Tour de Romandie Ilnur Zakarin 052015
Ilnur Zakarin lors du Tour de Romandie | AFP - Tim de Waele

Tour de Romandie : qui pour succéder à Zakarin ?

Publié le , modifié le

Ce mardi sera donné le coup d’envoi de la 70e édition du Tour de Romandie. Du 26 avril au 1er mai, le peloton arpentera les routes et les cols suisses et les prétendants à la victoire finale seront une fois de plus nombreux. En 2015, c’était le Russe Ilnur Zakarin (Katusha) qui s’était imposé. Cette année, le double vainqueur de l’épreuve Christopher Froome (Sky), Richie Porte (BMC), Nairo Quintana (Movistar), Rui Costa (Lampre) ou, chez les Français, Thibaut Pinot (FDJ) seront à surveiller de près. Tout comme le Slovène Simon Spilak (Katusha), vainqueur en 2012 et deuxième à trois reprises (2013, 2014, 2015).

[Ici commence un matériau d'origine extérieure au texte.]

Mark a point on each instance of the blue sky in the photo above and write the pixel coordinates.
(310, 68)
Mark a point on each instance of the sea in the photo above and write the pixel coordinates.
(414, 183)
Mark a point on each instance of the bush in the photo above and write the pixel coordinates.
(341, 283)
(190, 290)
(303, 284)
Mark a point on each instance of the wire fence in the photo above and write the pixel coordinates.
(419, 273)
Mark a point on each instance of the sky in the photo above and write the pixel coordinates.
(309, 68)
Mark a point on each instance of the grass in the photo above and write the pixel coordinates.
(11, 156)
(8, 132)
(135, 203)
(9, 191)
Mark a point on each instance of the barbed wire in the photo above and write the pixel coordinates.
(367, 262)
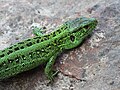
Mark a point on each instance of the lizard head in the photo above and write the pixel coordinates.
(77, 30)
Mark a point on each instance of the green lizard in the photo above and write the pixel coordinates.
(41, 49)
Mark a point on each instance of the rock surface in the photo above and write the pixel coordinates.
(95, 65)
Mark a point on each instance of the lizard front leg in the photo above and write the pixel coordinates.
(39, 31)
(48, 69)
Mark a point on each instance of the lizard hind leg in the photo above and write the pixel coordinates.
(48, 69)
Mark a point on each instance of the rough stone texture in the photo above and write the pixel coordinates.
(95, 65)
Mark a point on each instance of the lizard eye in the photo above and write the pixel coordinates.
(72, 38)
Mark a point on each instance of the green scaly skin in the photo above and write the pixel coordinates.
(42, 49)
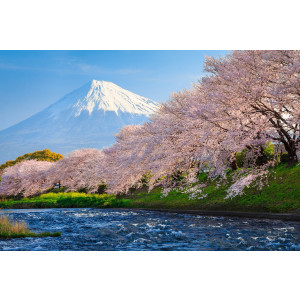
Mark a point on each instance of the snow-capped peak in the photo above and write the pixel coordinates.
(106, 96)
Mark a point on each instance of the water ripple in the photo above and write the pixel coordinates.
(102, 230)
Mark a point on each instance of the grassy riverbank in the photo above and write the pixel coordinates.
(13, 229)
(281, 195)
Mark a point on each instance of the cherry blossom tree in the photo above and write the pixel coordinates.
(80, 170)
(26, 178)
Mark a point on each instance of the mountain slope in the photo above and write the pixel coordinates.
(87, 117)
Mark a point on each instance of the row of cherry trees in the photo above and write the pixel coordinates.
(246, 99)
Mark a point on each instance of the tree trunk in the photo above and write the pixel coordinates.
(233, 165)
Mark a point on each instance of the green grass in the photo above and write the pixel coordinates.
(281, 195)
(64, 200)
(10, 228)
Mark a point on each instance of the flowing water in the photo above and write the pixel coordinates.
(118, 229)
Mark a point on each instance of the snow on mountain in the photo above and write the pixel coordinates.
(88, 117)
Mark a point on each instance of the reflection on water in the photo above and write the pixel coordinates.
(97, 229)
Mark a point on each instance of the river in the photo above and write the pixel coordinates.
(122, 230)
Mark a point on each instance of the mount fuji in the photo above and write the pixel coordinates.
(88, 117)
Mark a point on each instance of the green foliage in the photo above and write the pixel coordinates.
(10, 228)
(269, 151)
(145, 179)
(44, 155)
(202, 177)
(63, 200)
(282, 194)
(101, 188)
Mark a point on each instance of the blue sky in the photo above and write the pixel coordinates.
(32, 80)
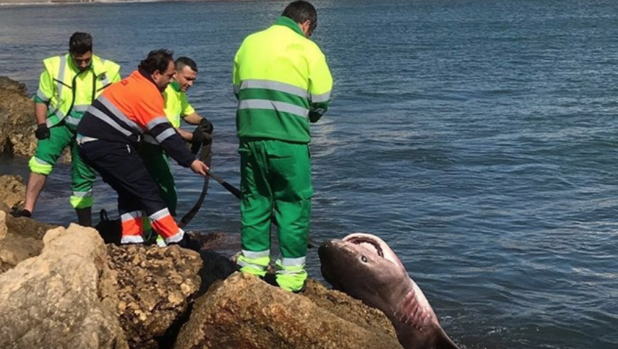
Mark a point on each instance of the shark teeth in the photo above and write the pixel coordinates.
(364, 241)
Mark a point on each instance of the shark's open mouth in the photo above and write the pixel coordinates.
(364, 241)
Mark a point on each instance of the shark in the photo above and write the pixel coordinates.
(364, 267)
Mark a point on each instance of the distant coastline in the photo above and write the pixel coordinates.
(65, 2)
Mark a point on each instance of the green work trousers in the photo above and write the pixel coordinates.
(276, 188)
(47, 153)
(157, 164)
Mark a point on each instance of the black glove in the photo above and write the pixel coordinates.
(42, 132)
(198, 136)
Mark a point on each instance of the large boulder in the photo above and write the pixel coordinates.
(155, 289)
(12, 191)
(62, 298)
(17, 121)
(245, 312)
(23, 238)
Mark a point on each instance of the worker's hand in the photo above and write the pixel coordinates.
(42, 132)
(199, 167)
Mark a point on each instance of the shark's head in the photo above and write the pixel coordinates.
(363, 266)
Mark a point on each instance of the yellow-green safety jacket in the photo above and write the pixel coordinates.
(68, 92)
(176, 107)
(282, 83)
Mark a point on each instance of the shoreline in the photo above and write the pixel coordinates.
(19, 3)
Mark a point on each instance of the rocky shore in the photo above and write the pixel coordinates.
(63, 287)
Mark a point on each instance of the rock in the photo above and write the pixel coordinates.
(3, 228)
(61, 298)
(17, 121)
(349, 309)
(155, 288)
(12, 191)
(23, 239)
(216, 267)
(245, 312)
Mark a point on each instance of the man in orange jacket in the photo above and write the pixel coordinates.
(108, 136)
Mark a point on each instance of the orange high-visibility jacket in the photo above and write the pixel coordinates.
(128, 109)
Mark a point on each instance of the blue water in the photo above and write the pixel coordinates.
(477, 137)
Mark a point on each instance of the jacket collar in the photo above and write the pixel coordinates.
(290, 23)
(146, 76)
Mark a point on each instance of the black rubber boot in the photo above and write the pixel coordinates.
(84, 216)
(21, 213)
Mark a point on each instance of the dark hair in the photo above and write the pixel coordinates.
(80, 43)
(182, 62)
(300, 11)
(157, 60)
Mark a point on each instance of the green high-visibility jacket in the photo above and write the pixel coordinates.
(282, 83)
(68, 92)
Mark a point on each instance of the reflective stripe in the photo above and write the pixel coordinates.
(159, 214)
(40, 162)
(59, 84)
(117, 113)
(150, 139)
(41, 95)
(55, 118)
(81, 139)
(132, 239)
(99, 114)
(82, 194)
(156, 121)
(105, 81)
(81, 108)
(324, 97)
(255, 255)
(165, 135)
(176, 237)
(292, 262)
(71, 120)
(130, 216)
(272, 105)
(275, 86)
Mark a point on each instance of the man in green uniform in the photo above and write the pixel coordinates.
(67, 87)
(282, 83)
(176, 108)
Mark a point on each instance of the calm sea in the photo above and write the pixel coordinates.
(477, 137)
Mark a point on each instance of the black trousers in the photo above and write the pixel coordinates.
(123, 169)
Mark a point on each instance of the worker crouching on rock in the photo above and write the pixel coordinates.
(108, 137)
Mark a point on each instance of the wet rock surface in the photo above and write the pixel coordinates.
(20, 238)
(245, 312)
(155, 288)
(17, 121)
(60, 299)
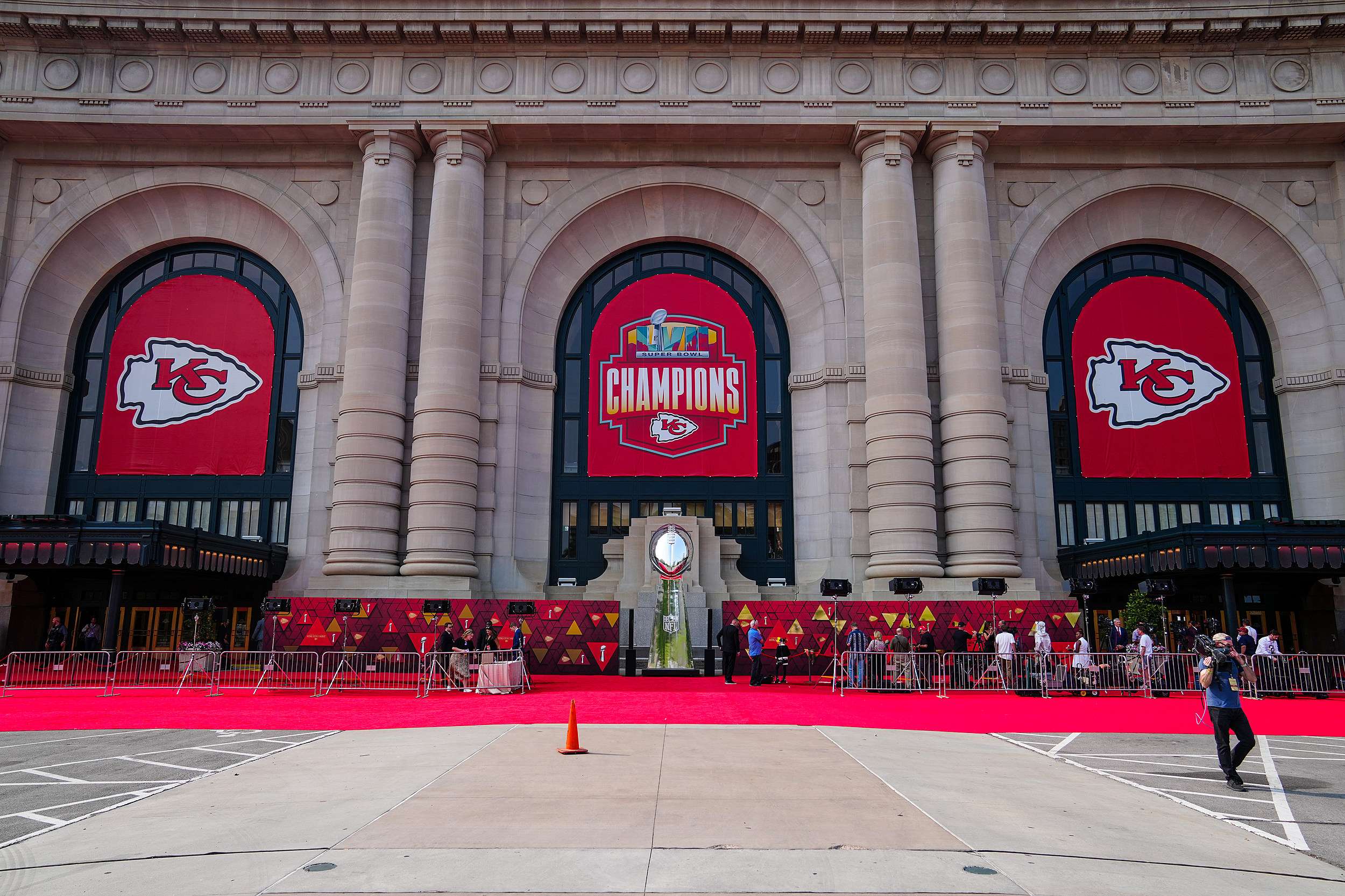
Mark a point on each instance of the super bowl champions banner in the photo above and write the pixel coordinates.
(1157, 385)
(565, 637)
(189, 382)
(814, 624)
(673, 382)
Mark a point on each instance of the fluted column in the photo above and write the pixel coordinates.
(442, 521)
(903, 530)
(372, 420)
(973, 414)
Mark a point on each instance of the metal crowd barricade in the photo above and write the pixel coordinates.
(57, 669)
(176, 670)
(888, 672)
(343, 672)
(489, 672)
(268, 670)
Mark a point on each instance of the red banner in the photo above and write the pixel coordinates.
(1157, 385)
(189, 382)
(673, 382)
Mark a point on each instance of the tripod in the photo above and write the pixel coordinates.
(345, 659)
(268, 667)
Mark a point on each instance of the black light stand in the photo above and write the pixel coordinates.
(630, 645)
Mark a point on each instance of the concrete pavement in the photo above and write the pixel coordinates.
(661, 810)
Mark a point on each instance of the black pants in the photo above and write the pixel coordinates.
(1235, 720)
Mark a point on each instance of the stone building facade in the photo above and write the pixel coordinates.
(911, 193)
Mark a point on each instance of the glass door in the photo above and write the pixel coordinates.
(166, 629)
(241, 627)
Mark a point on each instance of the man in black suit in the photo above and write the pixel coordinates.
(730, 642)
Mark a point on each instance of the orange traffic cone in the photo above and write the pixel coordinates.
(572, 736)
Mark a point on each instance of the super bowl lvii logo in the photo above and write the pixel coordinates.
(670, 388)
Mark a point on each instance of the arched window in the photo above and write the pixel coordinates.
(1160, 406)
(673, 365)
(186, 396)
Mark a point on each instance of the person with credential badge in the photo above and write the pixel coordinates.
(1222, 674)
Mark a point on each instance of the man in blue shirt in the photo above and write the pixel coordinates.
(755, 642)
(1223, 687)
(856, 643)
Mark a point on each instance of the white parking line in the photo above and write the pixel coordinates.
(1056, 750)
(1286, 816)
(1155, 790)
(53, 824)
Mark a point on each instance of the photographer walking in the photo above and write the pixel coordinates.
(1222, 674)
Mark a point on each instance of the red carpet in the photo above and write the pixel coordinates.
(655, 701)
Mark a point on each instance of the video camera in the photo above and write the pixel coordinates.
(1219, 657)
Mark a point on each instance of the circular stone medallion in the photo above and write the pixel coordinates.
(709, 77)
(924, 77)
(853, 77)
(135, 76)
(280, 77)
(567, 77)
(811, 193)
(424, 77)
(781, 77)
(638, 77)
(1068, 79)
(351, 77)
(1214, 77)
(534, 193)
(997, 77)
(495, 77)
(60, 73)
(1139, 79)
(46, 191)
(326, 193)
(1301, 193)
(1021, 194)
(208, 77)
(1289, 76)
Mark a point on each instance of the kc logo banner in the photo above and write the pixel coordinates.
(178, 381)
(189, 382)
(1142, 385)
(1157, 384)
(673, 382)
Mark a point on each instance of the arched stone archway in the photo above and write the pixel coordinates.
(668, 203)
(96, 233)
(1247, 236)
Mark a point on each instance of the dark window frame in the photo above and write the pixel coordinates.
(1236, 309)
(598, 290)
(265, 283)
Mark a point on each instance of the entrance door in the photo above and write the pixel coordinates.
(166, 629)
(241, 627)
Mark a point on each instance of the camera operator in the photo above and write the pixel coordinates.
(1222, 673)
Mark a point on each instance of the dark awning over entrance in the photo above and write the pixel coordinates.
(1269, 546)
(52, 544)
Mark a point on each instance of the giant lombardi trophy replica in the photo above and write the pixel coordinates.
(670, 552)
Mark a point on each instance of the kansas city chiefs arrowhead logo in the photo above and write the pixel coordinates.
(176, 381)
(668, 427)
(1142, 384)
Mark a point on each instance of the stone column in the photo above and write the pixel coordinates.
(442, 521)
(372, 420)
(903, 529)
(973, 414)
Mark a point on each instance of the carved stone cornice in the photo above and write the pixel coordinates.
(14, 372)
(824, 376)
(1160, 23)
(1302, 382)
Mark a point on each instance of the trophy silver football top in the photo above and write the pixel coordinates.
(670, 551)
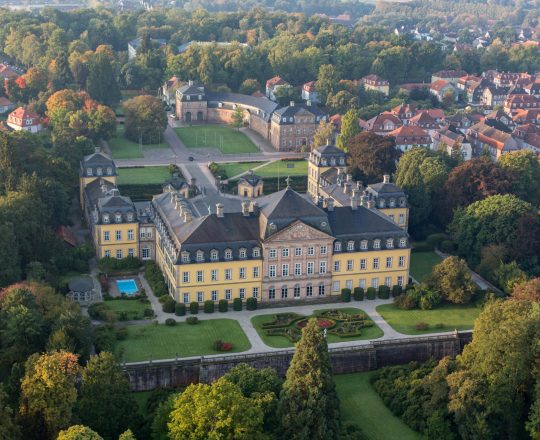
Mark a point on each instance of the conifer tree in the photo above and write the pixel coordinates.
(309, 406)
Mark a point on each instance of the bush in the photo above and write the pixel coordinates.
(169, 305)
(384, 292)
(209, 307)
(251, 304)
(396, 290)
(346, 295)
(180, 309)
(223, 305)
(237, 305)
(358, 294)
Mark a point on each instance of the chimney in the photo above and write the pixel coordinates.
(219, 210)
(245, 208)
(330, 204)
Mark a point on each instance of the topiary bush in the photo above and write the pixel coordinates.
(180, 309)
(384, 292)
(209, 307)
(223, 305)
(251, 304)
(358, 294)
(169, 305)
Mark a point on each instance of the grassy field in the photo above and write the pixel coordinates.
(123, 148)
(282, 342)
(226, 139)
(361, 404)
(445, 318)
(422, 263)
(164, 342)
(142, 175)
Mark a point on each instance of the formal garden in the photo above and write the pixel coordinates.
(225, 139)
(283, 330)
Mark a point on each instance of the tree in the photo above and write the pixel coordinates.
(216, 411)
(146, 119)
(309, 406)
(48, 390)
(372, 156)
(79, 432)
(452, 279)
(105, 402)
(349, 128)
(494, 220)
(238, 118)
(101, 83)
(323, 134)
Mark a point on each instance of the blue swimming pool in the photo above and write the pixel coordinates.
(128, 287)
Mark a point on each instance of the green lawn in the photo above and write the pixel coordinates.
(451, 316)
(360, 404)
(282, 342)
(142, 175)
(226, 139)
(123, 148)
(164, 342)
(422, 263)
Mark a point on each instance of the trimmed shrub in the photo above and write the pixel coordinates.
(396, 290)
(223, 305)
(358, 294)
(237, 305)
(384, 292)
(169, 306)
(180, 309)
(346, 295)
(251, 304)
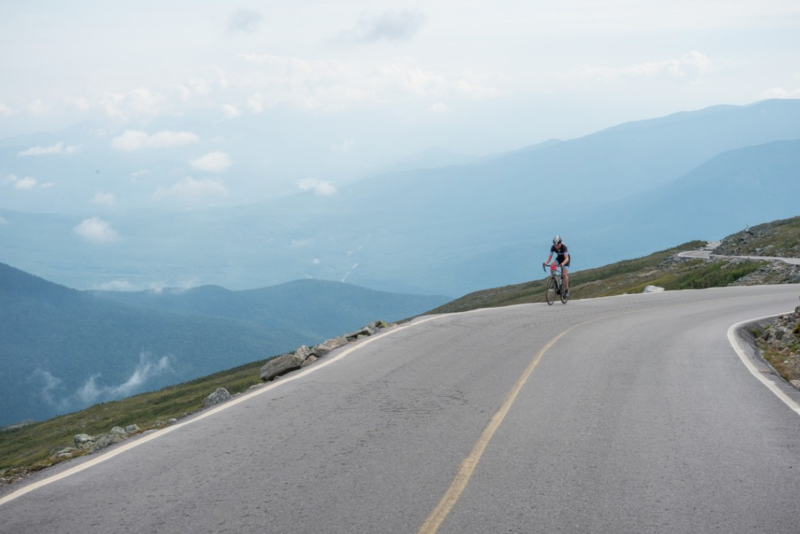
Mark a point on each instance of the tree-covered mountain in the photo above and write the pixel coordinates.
(447, 230)
(63, 349)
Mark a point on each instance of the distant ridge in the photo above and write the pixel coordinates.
(64, 349)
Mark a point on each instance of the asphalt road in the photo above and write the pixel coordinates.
(629, 414)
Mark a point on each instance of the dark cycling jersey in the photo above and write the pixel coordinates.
(561, 254)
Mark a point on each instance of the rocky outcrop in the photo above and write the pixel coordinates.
(303, 356)
(773, 272)
(779, 344)
(87, 443)
(653, 289)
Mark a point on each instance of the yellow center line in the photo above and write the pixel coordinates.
(469, 464)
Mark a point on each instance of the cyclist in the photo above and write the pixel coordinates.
(562, 258)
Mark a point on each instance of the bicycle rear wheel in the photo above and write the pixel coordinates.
(550, 292)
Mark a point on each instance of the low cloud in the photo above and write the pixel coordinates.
(104, 199)
(132, 140)
(21, 184)
(780, 92)
(245, 21)
(191, 190)
(345, 146)
(337, 85)
(319, 187)
(213, 162)
(58, 148)
(93, 391)
(691, 66)
(231, 112)
(96, 230)
(388, 26)
(139, 102)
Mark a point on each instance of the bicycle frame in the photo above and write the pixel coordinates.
(555, 285)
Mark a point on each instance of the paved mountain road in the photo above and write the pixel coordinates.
(639, 418)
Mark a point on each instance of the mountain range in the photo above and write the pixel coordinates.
(64, 349)
(474, 223)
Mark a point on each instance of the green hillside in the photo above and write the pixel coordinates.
(32, 447)
(63, 350)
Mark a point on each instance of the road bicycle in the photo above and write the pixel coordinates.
(555, 285)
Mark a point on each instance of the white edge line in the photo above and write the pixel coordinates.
(753, 369)
(242, 398)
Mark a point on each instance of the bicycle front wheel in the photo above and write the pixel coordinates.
(550, 292)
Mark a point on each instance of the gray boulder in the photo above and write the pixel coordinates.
(219, 396)
(332, 344)
(311, 359)
(653, 289)
(106, 440)
(285, 363)
(367, 331)
(84, 441)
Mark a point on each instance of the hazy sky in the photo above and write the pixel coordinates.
(380, 79)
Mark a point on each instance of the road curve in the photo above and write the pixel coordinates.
(629, 414)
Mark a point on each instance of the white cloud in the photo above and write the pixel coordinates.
(255, 105)
(780, 92)
(21, 184)
(345, 146)
(58, 148)
(96, 230)
(92, 392)
(245, 21)
(191, 190)
(132, 140)
(104, 199)
(213, 162)
(230, 111)
(336, 85)
(38, 108)
(399, 25)
(320, 188)
(691, 66)
(194, 88)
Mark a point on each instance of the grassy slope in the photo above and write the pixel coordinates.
(31, 447)
(629, 276)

Les cadors dans les starting-blocks

"Cela fait 4-5 ans que le Tour de Romandie sert de répétition avant la Grande Boucle, mais c'est encore plus accentué cette année, expliquait il y a quelques jours Richard Chassot, le directeur de l'épreuve. Les meilleurs ne viennent pas seulement pour accumuler des kilomètres, ils viennent pour se tester, pour se rassurer et donc pour jouer la gagne". 

Parmi les noms les plus cités pour le palmarès 2016 du Tour de Romandie et en l'absence d'Alberto Contador et de Vincenzo Nibali, Christopher Froome (Sky) est en excellente position. Le coureur britannique s'est déjà imposé sur les routes suisses en 2013 et 2014 et se verrait bien empocher un troisième succès. Pour ce faire, il offrira au public un "duel de rêve" avec le Colombien Nairo Quintana. Et pour cause : le grimpeur de la formation Movistar semble, lui aussi, en bonne forme après son succès au Tour de Catalogne et sa 3e place au Tour du Pays basque. 

Grosse concurrence

Outre ces deux favoris, le Portugais Rui Costa, trois fois troisième de l'épreuve et 3e dimanche dernier de Liège-Bastogne-Liège, aura les armes pour venir se mêler à la bataille. Idem pour Tejay Van Garderen et Richie Porte de l'équipe BMC. A domicile, Michael Albasini (Orica-GreenEdge) aura sans doute à coeur de briller devant son public, lui qui n'a encore jamais inscrit son nom au palmarès de l'épreuve mais qui a déjà remporté 5 étapes. 

Côté français, les principales chances de victoire reposeront sur les épaules de Thibaut Pinot (FDJ) et de Romain Bardet (AG2R-La Mondiale). Le premier a récemment terminé 4e du Tour du Pays basque et 5e de Tirreno-Adriatico tandis que le second reste sur une belle 9e place sur Paris-Nice. 

Le tenant du titre, Ilnur Zakarin, fera également partie de la longue liste des prétendants à la victoire finale. Depuis le début de la saison, le coureur russe de la formation Katusha a en effet prouvé qu'il avait les jambes pour réaliser de belles choses. Avec une victoire d'étape sur Paris-Nice, une 5e place sur Liège-Bastogne-Liège ou encore une 7e place au Tour de Catalogne, Zakarin sera sans aucun doute un réel candidat à sa propre succession. Mais, comme l'an passé, il lui faudra garder un oeil bien ouvert sur le Slovène Simon Spilak (Katusha), vainqueur en 2012 et deuxième à trois reprises (2013, 2014, 2015).

La météo en trouble-fêtes ?

Pour la 70e édition, le peloton débutera, ce mardi, par un prologue de 3,95 km dans les rues de La Chaux-de-Fonds. Problème : celui-ci pourrait être modifié ou annulé en raison de mauvaises conditions météorologiques. La ville où doit se tenir le prologue a en effet été touchée par la neige depuis dimanche, neige qui devrait continuer à tomber jusqu'à la date de la compétition. L'organisation de la course va devoir se concerter dans les heures à venir afin de prendre une décision quant à la tenue ou non de ce prologue. 

Ensuite, mercredi, les coureurs auront 167km à parcourir entre La Chaux-de-Fonds et  Moudon, avant d'entamer les choses sérieuses : deux étapes de montagnes, entrecoupées d'un contre-la-montre de 15km dans les coteaux sédunois. Le verdict final de la boucle romande sera rendu, dimanche, sur les quais genevois.